Here’s your chance to tell the Washington Department of Fish and Wildlife (WDFW) how much you care about our local animals and habitats.
Jim Unsworth, WDFW Director, has announced an exciting new multi-year initiative, Washington’s Wild Future: A Partnership for Fish and Wildlife. The idea is to seek public comments and ideas to strengthen the department’s relationships with communities, increase support for conservation and outdoor recreation, and help ensure the department meets the public’s needs.
|Woodland Park Zoo has partnered with Washington Department of Fish and Wildlife for nearly 25 years, including on the recovery of the endangered western pond turtle. Photo by Ryan Hawk/Woodland Park Zoo.|
Four regional public forums have been scheduled for October. Each meeting will begin with a presentation about the importance of fish and wildlife to Washington’s quality of life and the economies of its local communities. Participants will then be invited to speak with department representatives, as well as Dr. Unsworth.
Four upcoming Wild Futures meetings are scheduled for 6:00 to 8:00 p.m. at the following dates and locations:
- Oct. 6 – WDFW Mill Creek Office, 16018 Mill Creek Blvd, Mill Creek.
- Oct. 8 – Saint Martin’s University, Norman Worthington Conference Center, 5300 Pacific Ave. SE, Lacey.
- Oct. 14 – Water Resources Education Center, 4600 SE Columbia Way, Vancouver.
- Oct. 20 – Port of Chelan County Confluence Technology Center, 285 Technology Center Way, Wenatchee.
It is very important that Dr. Unsworth, who is new to Washington and WDFW, hears from the public their strong support for wildlife conservation. I hope you can attend one of these meetings, or alternatively, leave written suggestions and comments on Washington’s Wild Future webpage.
|On October 6, zoo staff will release about 750 headstarted, endangered Oregon spotted frogs into their wetlands habitat in Pierce County. Photo by Ryan Hawk/Woodland Park Zoo.|
Woodland Park Zoo for nearly 25 years has worked closely with WDFW on a variety of species and wildlife issues, including western pond turtles, Oregon spotted frogs and carnivore conservation. We are grateful for our partnership with WDFW and for their hard work protecting Washington’s rich diversity of fish and wildlife, but at the same time we are concerned about the future of wildlife in our state. Dr. Unsworth’s call to work with the public to build a stronger and more effective Fish and Wildlife is both timely and urgent.

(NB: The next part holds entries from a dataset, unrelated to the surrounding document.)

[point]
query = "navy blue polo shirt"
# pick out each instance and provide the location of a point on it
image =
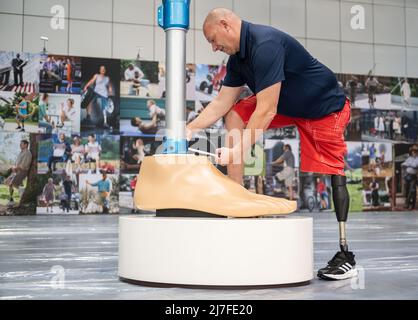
(268, 56)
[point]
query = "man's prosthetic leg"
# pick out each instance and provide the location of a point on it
(342, 265)
(341, 200)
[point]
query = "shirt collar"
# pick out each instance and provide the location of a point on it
(243, 39)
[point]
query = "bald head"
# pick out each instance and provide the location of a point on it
(222, 29)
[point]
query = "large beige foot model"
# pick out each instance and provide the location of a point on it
(192, 182)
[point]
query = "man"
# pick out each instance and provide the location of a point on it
(104, 187)
(18, 65)
(18, 173)
(290, 88)
(410, 166)
(288, 173)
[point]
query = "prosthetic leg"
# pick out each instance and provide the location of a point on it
(342, 265)
(341, 200)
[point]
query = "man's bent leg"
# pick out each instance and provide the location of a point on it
(341, 200)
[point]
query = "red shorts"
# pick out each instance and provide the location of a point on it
(322, 144)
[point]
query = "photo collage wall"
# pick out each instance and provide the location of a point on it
(75, 130)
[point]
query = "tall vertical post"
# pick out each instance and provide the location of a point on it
(173, 17)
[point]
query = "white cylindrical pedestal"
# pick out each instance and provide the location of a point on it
(216, 252)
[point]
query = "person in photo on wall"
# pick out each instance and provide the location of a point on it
(148, 128)
(21, 114)
(103, 89)
(45, 120)
(406, 93)
(133, 182)
(69, 68)
(288, 173)
(371, 85)
(68, 112)
(77, 153)
(48, 194)
(68, 191)
(104, 188)
(50, 72)
(139, 150)
(410, 165)
(93, 150)
(374, 187)
(153, 109)
(321, 190)
(18, 65)
(17, 173)
(135, 75)
(61, 151)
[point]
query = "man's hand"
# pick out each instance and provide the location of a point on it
(226, 156)
(189, 134)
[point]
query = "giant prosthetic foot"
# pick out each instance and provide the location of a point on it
(173, 181)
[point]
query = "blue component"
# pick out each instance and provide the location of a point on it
(174, 14)
(175, 146)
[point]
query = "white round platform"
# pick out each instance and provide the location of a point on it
(212, 252)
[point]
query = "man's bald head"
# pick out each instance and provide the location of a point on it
(222, 29)
(217, 14)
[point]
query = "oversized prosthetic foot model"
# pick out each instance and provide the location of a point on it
(193, 183)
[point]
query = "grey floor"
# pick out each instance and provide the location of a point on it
(75, 257)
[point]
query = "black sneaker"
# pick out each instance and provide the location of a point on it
(341, 267)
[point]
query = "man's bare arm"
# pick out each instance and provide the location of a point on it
(265, 111)
(219, 106)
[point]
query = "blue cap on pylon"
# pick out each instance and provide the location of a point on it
(174, 14)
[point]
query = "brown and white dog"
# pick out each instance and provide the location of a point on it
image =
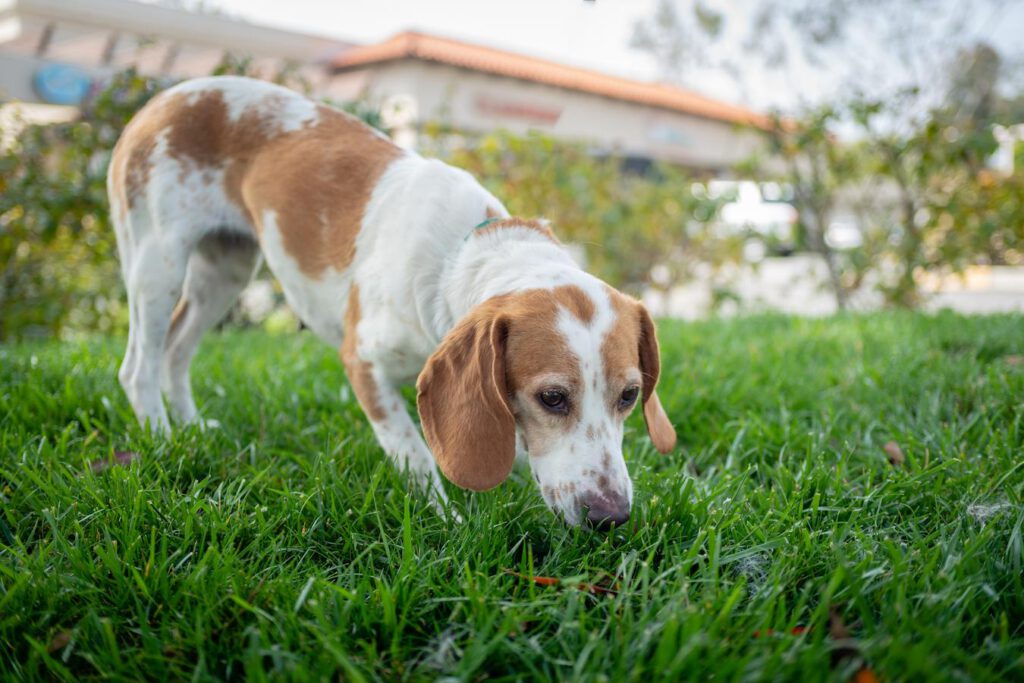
(515, 347)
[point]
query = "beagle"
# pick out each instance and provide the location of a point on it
(407, 265)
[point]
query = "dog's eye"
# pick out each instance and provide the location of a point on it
(554, 400)
(629, 397)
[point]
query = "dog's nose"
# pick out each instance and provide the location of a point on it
(605, 510)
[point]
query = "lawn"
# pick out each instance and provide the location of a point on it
(782, 541)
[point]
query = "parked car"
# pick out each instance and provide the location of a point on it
(760, 209)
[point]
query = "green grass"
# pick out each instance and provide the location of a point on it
(284, 546)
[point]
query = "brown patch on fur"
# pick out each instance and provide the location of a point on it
(632, 342)
(316, 180)
(528, 223)
(131, 160)
(463, 398)
(358, 371)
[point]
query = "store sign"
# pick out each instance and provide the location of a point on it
(507, 109)
(61, 84)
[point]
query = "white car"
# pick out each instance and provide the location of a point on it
(761, 209)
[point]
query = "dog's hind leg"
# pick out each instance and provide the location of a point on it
(219, 268)
(154, 280)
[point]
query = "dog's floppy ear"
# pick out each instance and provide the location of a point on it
(462, 396)
(663, 434)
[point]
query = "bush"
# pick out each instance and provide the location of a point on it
(57, 250)
(627, 224)
(57, 247)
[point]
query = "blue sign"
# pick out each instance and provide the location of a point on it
(61, 84)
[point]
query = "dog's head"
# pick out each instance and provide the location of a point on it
(560, 370)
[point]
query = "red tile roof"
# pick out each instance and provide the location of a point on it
(411, 45)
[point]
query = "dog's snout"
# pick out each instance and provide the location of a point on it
(606, 510)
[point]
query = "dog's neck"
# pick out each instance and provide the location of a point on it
(493, 262)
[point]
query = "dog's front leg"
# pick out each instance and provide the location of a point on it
(395, 431)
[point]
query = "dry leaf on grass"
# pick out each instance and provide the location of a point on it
(894, 453)
(593, 589)
(58, 642)
(846, 647)
(795, 631)
(121, 459)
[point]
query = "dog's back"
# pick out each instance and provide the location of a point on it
(202, 176)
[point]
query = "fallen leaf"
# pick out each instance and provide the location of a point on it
(593, 589)
(58, 642)
(795, 631)
(121, 459)
(865, 675)
(895, 453)
(846, 648)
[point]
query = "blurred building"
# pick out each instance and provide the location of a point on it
(54, 52)
(474, 88)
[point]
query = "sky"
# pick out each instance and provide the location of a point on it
(596, 35)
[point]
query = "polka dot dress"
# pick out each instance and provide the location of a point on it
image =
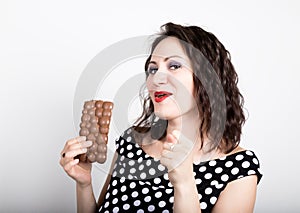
(140, 183)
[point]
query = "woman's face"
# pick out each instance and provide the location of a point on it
(170, 80)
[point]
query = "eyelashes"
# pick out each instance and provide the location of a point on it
(173, 66)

As human numbers inevitably increase in coming years, development will likely cause significant habitat loss and fragmentation, and as a result we will witness an accelerating number of threatened species. From our perspective, the department should be less reactive and more proactive in addressing biodiversity conservation. Best management practice suggests taking actions before species become endangered. But this will require additional funds for the department and more strategic and stronger partnerships between WDFW, academia, businesses, civic leaders, citizens, non-profit organizations and other state agencies. In the long run, a more proactive approach to protect all species will cost less and is much more likely to protect human wellbeing and our local economies than trying to rescue endangered species.

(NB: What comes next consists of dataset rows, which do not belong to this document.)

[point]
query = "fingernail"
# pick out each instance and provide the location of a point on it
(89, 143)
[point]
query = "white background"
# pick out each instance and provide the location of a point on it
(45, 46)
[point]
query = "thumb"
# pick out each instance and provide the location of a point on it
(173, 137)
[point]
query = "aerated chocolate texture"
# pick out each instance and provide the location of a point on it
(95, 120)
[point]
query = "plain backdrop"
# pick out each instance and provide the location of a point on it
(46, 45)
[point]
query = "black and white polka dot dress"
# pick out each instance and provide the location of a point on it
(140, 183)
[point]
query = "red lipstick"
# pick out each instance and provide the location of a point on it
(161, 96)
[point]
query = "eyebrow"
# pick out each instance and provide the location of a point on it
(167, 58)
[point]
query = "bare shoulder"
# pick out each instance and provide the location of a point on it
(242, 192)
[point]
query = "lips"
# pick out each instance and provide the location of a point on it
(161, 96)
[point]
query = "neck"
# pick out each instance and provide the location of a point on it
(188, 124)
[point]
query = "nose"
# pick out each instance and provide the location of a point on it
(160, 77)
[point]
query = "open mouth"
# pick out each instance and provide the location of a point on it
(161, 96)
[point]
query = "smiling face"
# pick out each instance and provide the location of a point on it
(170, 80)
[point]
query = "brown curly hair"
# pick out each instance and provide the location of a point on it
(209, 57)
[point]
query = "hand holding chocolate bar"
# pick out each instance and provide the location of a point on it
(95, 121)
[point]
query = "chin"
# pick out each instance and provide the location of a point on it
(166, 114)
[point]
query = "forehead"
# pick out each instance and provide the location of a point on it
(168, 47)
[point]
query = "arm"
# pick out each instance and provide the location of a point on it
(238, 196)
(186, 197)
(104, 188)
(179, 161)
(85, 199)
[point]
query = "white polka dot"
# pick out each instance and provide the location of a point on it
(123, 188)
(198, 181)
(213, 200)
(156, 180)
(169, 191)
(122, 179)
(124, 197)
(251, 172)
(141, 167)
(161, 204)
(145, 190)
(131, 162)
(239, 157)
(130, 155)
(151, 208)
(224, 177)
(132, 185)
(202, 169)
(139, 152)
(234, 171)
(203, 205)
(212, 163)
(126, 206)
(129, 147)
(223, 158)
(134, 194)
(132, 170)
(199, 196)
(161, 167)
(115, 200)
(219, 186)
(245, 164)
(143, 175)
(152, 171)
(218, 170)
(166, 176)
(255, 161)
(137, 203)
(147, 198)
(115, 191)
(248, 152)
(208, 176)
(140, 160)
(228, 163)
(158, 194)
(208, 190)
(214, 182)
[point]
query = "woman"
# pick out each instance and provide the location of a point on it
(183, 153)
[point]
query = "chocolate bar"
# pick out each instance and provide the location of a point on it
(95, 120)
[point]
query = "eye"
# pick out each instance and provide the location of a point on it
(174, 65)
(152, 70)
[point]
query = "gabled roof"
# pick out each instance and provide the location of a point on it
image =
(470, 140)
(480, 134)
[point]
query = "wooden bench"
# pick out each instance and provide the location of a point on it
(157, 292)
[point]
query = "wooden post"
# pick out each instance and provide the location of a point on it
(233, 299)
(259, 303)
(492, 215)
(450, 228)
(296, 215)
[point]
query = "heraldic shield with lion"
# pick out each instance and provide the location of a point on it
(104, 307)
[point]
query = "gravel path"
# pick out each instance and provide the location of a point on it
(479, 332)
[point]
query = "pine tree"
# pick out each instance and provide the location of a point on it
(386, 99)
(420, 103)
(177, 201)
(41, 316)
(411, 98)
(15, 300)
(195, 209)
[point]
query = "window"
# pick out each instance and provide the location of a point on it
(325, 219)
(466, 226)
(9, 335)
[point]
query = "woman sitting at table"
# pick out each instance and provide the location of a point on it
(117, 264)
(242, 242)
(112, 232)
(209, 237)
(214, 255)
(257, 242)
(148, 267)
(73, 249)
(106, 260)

|Plans are being considered by federal and state officials to restore grizzly bears in North Cascades National Park. In coming months, when the final proposal is submitted for public review, we will be asking you to speak up for Washington grizzly bears! Photo courtesy of Western Wildlife Outreach, a Woodland Park Zoo Partner for Wildlife.|
At Woodland Park Zoo, we believe that protecting wildlife is essential in order to build a resilient and sustainable Washington for our children and future generations. Here are a few points I will make to Dr. Unsworth and Washington’s Wild Future initiative:
• A healthy, sustainable Washington for people and animals requires that WDFW and its partners proactively manage and protect “all species for all constituents.”

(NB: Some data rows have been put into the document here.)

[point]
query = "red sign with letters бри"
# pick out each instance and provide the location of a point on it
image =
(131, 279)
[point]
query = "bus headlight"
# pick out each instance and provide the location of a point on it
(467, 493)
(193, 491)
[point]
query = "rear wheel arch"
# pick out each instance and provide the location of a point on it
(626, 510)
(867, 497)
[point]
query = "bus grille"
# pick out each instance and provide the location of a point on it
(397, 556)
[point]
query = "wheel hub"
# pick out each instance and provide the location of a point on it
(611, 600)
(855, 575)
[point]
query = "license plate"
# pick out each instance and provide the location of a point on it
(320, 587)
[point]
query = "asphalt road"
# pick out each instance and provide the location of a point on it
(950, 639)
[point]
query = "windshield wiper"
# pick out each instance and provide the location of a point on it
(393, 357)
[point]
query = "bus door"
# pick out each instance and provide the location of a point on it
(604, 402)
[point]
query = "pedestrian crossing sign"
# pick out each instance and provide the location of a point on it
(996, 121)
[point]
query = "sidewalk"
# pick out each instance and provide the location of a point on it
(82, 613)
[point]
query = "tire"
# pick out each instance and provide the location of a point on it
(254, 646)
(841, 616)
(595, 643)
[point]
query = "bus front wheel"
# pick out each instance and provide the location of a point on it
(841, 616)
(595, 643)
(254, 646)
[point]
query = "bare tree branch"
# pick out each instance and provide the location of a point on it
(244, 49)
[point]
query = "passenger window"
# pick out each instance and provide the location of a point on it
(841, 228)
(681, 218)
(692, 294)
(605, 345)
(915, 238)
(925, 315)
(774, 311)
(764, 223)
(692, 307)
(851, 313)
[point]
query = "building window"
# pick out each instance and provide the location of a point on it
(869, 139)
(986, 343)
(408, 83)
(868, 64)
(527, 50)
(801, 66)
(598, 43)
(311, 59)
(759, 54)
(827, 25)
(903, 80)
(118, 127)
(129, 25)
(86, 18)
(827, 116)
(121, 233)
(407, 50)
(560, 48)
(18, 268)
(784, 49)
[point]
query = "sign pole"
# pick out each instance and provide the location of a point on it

• WDFW is currently underfunded and in urgent need of additional financial resources.
• Wildlife management decisions ought to be based on science and expert advice, not political compromise. This is especially true for carnivores like wolves, grizzly bears and cougars.
• Protecting wildlife in Washington would benefit greatly by WDFW increasing the number and variety of its strategic partnerships, as citizen participation from a broad group of stakeholders will be necessary to demonstrate the public’s strong desire to invest in wildlife conservation.
• Woodland Park Zoo stands ready to help WDFW in its efforts to protect our state’s precious wildlife heritage.
Please join me in sharing your support for wildlife by participating in the Washington’s Wild Future. Speaking up is one of the most important actions you can make to both save animals and create a sustainable world!